Хрустальная сосна. Виктор Викторович Улин
выгладить, щебневую подушку насыпать, снивелировать и вывести правильный профиль, обочины обработать, иначе после первой же зимы к чертям все развалится., как у нас на Кольцевой. Адская работа, говорить нечего.
– А кто все-таки за это платит?
– Совхоз, я же сказал.
– Совхоз? – недоверчиво усмехнулся Славка. – Дороги разве совхозу принадлежат?
– А черт его знает. У нас все принадлежит не тому, кому следует. Но какая разница, ездят-то по ним совхозовские. Значит, за свои нужды деньги платили. Сделали армяне на славу – я сам видел, как девчонки в клуб на каблуках бежали. Ты можешь такое представить в этой клоаке?

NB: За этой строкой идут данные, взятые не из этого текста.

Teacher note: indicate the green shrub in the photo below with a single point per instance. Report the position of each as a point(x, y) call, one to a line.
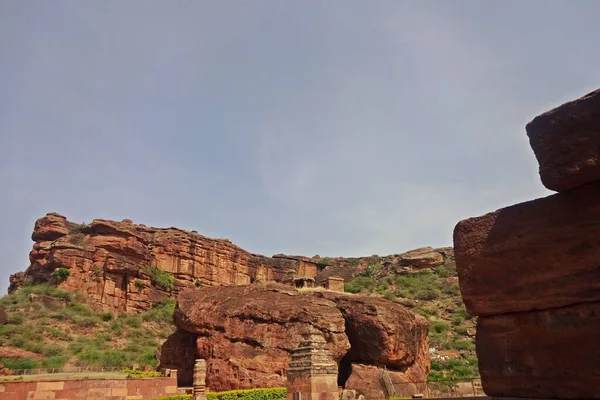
point(160, 312)
point(439, 327)
point(107, 316)
point(249, 394)
point(162, 279)
point(78, 228)
point(457, 319)
point(149, 358)
point(58, 334)
point(323, 262)
point(19, 363)
point(459, 344)
point(55, 362)
point(104, 358)
point(16, 318)
point(60, 274)
point(136, 373)
point(139, 284)
point(454, 369)
point(354, 262)
point(360, 284)
point(427, 294)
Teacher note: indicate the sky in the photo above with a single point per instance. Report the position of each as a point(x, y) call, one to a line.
point(338, 128)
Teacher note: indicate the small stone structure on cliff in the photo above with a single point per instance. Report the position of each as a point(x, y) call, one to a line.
point(247, 334)
point(313, 373)
point(531, 271)
point(121, 266)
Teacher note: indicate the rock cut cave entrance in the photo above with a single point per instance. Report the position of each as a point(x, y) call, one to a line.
point(344, 370)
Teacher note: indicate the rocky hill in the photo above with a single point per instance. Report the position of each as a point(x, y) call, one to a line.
point(247, 335)
point(119, 276)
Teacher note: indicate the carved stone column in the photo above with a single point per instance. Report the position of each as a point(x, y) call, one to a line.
point(200, 380)
point(313, 373)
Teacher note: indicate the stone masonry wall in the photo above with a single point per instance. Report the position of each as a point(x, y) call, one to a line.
point(117, 389)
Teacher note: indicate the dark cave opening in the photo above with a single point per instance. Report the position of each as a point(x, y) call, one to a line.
point(344, 370)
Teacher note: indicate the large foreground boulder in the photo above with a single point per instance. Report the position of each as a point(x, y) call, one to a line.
point(566, 142)
point(247, 334)
point(531, 256)
point(542, 354)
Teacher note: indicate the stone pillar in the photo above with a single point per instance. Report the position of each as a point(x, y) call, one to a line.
point(200, 380)
point(312, 374)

– Так что же эти себе так же не сделают?
– А, эти… Совхоз и колхоз разные вещи. В принципе у колхоза самостоятельности больше. Они могут себе небоскреб построить на свои деньги. Но все от руководителя зависит. А здешнему председателю, как ты наверняка понял, все до фонаря. Так же, впрочем, как и всем им тут. Кислушку поваривают – вот и решение всех проблем.
– Да если бы и не до фонаря? – вставил Володя. – Откуда деньги, у них тут и денег нет. Ты посмотри по сторонам – это же нищета! В кинохронике довоенная деревня богаче выглядит! Избу себе не могут обшить да покрасить, заборы все везде свиньями подрыты!
Он в сердцах махнул рукой.
– А почему так? – спросил Славка. – Земля-то богатая, чернозем.
– Земли мало, – я пожал плечами. – Еще руки нужны. И голова. У негров в Африке не только земля, но даже бананы на пальмах. Вот и бегают до сих пор без порток. А сколько земля даст, если сварщик без стакана водки звена не заварит? К тому же тут, наверное, еще и народу не хватает.
– А вот это уж ерунда, – возразил Володя. – Народу тут в избытке.
– Не может быть, – сказал я. – Откуда может быть в деревне избыток, если в каждой газете пишут, что не хватает на селе рабочих рук и ног и прочее?!
– Пишут одно, а слышут другое. Мне дядя Федя рассказывал. Тут укрупнение прошло. Стукнуло кому-то моча в голову, и пустили лозунг: укрупнять, в такую мать… Несколько мелких колхозов взяли и в один большой слили. Эта деревня – в здешнем колхозе. И та, что ниже нас по течению – тоже. И еще две есть, за полевым станом в ту сторону. Раньше каждый ковырял себе помаленьку, теперь всех объединили. Народу стало много, а делать нечего. Дядя Федя говорил – молодых вообще насильно в город гонят, потому что они тут от безделья пухнут.
– Как от безделья? – не поверил Славка.
– Да вот так. Взять, к примеру, наш АВМ. Один на весь колхоз, и то через пень-колоду работает. Сколько людей на него можно поставить, чтоб по выработке хоть какая-то зарплата получалась? Четверых, пятерых. Дальше некуда, потому что копейки выйдут.
– Так нас-то зачем сюда возят? – развел руками Славка. – Что получается: им делать нечего, а мы здесь работаем? Парадокс.
– Выходит так, – хмуро сказал Володя.
– И в небе, и в земле сокрыто больше, чем снится нашей мудрости, Горацио…– вздохнул я, вспомнив неизвестно откуда взявшуюся цитату.